Information about the costs of the antifungal therapy and length of hospital stay provided by each hospital and case-specific allowed to determine the mean cost of a day of antifungal therapy and hospital-stay (Table 6). These values could vary, depending on the type of antifungal drug (more expensive for liposomal amphotericin B and less expensive for generic formulations of fluconazole), required doses, ICU stay, and if the patient died or survived. In order to have an approximated mean cost of the antifungal therapy, all different drug costs for all patients were taken into account, without distinction with regard to the final outcome (Table 6).

The total number of hospital discharges in Mexico was obtained from the OECD webpage.12 The last information available corresponded to 2015 for the hospital discharges by diagnostic categories. A total of 6,260,155 hospital discharges were reported by OECD during that year. Taking into account, the proven/probable IFI incidence rate estimated in this study, 4.8 per 1000 discharges (95% CI 0.7–8.9), we estimate that in one year the total number of proven/probable IFIs treated with an antifungal drug to be approximately 30,091 patients (95% CI 4396–55,785) (Table 6). However, based on our data (showed above), these numbers correspond only to 41% of the cases receiving an antifungal drug (Table 1). Hence, the total number of individuals who received an antifungal drug due to any type of IFI (proven/probable/possible) in one year would be 66,510 individuals (95% CI, 3930–130,602).

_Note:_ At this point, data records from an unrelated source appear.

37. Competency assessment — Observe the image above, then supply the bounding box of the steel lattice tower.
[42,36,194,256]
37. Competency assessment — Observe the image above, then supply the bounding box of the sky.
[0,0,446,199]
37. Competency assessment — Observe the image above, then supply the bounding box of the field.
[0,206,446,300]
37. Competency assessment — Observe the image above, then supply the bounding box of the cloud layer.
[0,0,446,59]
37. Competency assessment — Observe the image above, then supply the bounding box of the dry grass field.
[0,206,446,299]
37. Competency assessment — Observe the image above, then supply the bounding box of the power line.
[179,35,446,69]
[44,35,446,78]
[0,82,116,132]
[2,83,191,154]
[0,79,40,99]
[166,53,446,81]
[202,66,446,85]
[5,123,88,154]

This estimated burden represents an approximation to the total use of antifungal therapy in Mexico.

Taking into account the data expressed in this study, the estimated mean duration of one antifungal therapy for any type of IFI was 25 days (95% CI 17–33). The mean cost of one treatment, therefore was $1100 USD (95% CI 600–4488). However, the duration is usually longer in proven/probable IFIs (Table 6), especially for IA and endemic IFIs (>400 days in some cases) (Fig. 2). Hence, this estimate shown above could be even higher.

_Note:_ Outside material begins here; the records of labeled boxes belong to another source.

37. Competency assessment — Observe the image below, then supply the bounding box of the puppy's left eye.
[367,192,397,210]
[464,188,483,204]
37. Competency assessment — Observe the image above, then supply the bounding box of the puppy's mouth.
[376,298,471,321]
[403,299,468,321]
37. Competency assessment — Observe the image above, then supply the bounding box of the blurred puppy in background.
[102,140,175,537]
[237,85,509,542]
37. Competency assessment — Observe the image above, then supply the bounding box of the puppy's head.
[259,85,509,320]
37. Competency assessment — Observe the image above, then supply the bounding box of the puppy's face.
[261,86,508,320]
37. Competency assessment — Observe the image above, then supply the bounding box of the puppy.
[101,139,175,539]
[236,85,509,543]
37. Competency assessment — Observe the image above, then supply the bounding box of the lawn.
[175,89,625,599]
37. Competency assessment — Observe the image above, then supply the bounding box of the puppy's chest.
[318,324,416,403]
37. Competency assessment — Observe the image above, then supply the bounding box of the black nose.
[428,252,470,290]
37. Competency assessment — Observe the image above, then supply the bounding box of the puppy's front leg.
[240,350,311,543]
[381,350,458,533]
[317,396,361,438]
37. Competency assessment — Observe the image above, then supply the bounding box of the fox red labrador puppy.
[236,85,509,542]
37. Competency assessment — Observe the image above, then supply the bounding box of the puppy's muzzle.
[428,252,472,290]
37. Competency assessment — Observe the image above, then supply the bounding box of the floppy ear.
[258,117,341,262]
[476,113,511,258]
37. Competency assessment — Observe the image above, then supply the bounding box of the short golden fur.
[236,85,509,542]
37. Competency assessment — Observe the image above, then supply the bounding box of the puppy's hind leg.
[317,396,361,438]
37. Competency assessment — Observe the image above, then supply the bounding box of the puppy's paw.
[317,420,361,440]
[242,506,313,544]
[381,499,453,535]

The total expenditure in antifungal therapy for all type of IFI, without adjusting for AKI, LD and ICU stay, would be approximately $154,636,516 USD (95% CI $4,075,571–$534,423,801 USD). After adjustment only for the proportion of expected individuals to develop AKI and the increasing in antifungal cost in such cases, the expenditure in antifungal therapy for all type of IFI would ascend to $233,435,536 USD (95% CI $6,224,993 to $773,810,330).